Let’s take a moment to emphasize that it is okay to not be okay. Professionals are available to provide resources and support services to help manage difficult times. Reach out to share your needs or concerns with your child’s pediatrician, your general practitioner, family, friends, school staff, or religious leaders to aid in connections to local programs skilled in working with families in need of support. Find and connect with three reliable sources of help to bridge the gap between both you and your family and valuable assistance.

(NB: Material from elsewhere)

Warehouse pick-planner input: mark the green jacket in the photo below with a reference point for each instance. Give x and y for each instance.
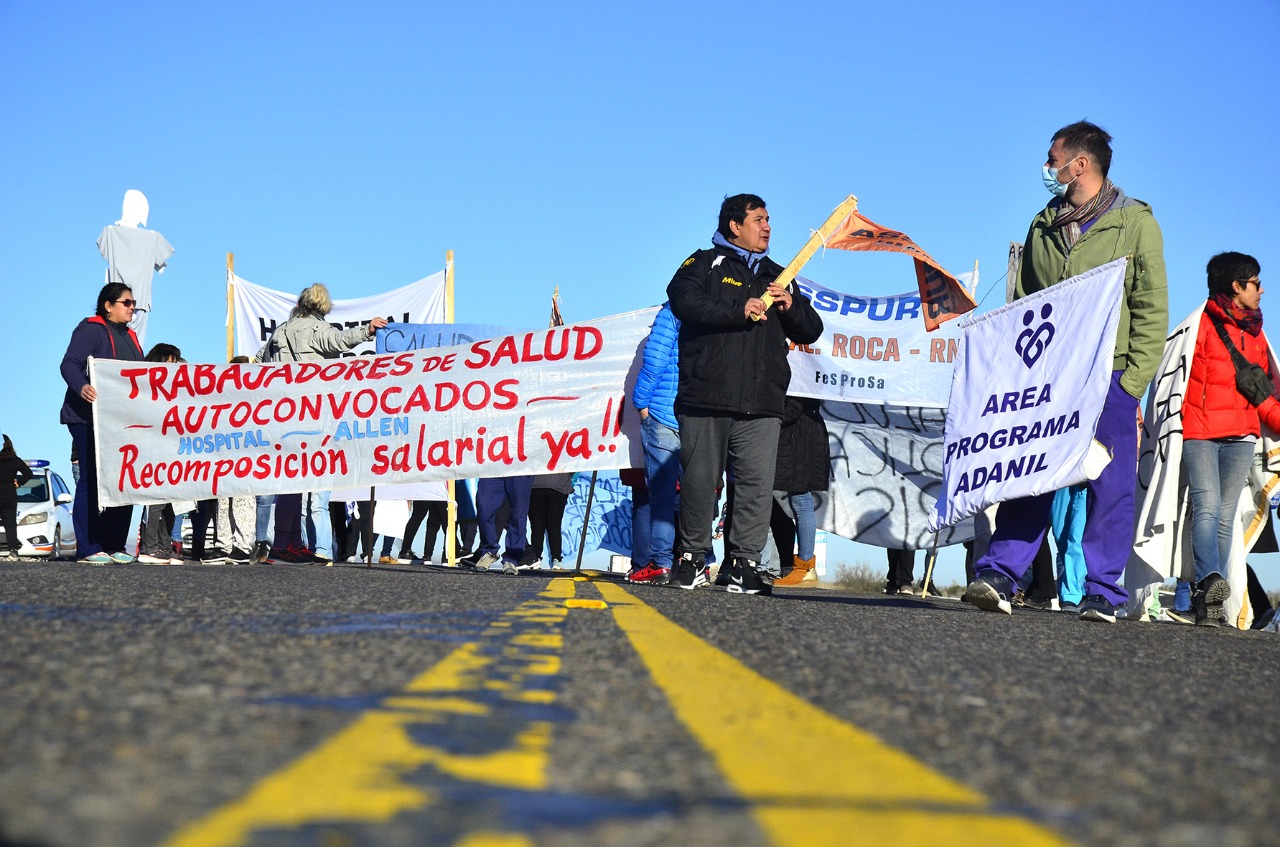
(1125, 229)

Have you taken the time to find your support system? Here’s where we each have the power to stand as advocates. Let’s share this message to help prevent ACEs. We all should be able to identify three people or resources for support during times of need, I have called upon my bestie, my physician, and a few close moms that I confide in have been have been a strong source of support. If you have already pinpointed your three key sources of support, well done! Consider reaching out to become one of the three trusted connections for a person in need, seeking to establish a supportive network. I can personally attest to the benefits of reaching out and having others reach out to enable us all to thrive in society.

Preventing ACEs

Strategy
Approach

Strengthen economic supports to families
  • Strengthening household financial security
  • Family-friendly work policies

Promote social norms that protect against violence and adversity
  • Public education campaigns
  • Legislative approaches to reduce corporal punishment
  • Bystander approaches
  • Men and boys as allies in prevention

Ensure a strong start for children
  • Early childhood home visitation
  • High-quality child care
  • Preschool enrichment with family engagement

Teach skills
  • Social-emotional learning
  • Safe dating and healthy relationship skill programs
  • Parenting skills and family relationship approaches

Connect youth to caring adults and activities
  • Mentoring programs
  • After-school programs

Intervene to lessen immediate and long-term harms
  • Enhanced primary care
  • Victim-centered services
  • Treatment to lessen the harms of ACEs
  • Treatment to prevent problem behavior and future involvement in violence
  • Family-centered treatment for substance use disorders

Raising awareness of ACEs can help:
  • Change how people think about the causes of ACEs and who could help prevent them.
  • Shift the focus from individual responsibility to community solutions.
  • Reduce stigma around seeking help with parenting challenges or for substance misuse, depression, or suicidal thoughts.
  • Promote safe, stable, nurturing relationships and environments where children live, learn, and play.
Let’s help all children reach their full potential and create neighborhoods, communities, and a world in which every child can thrive.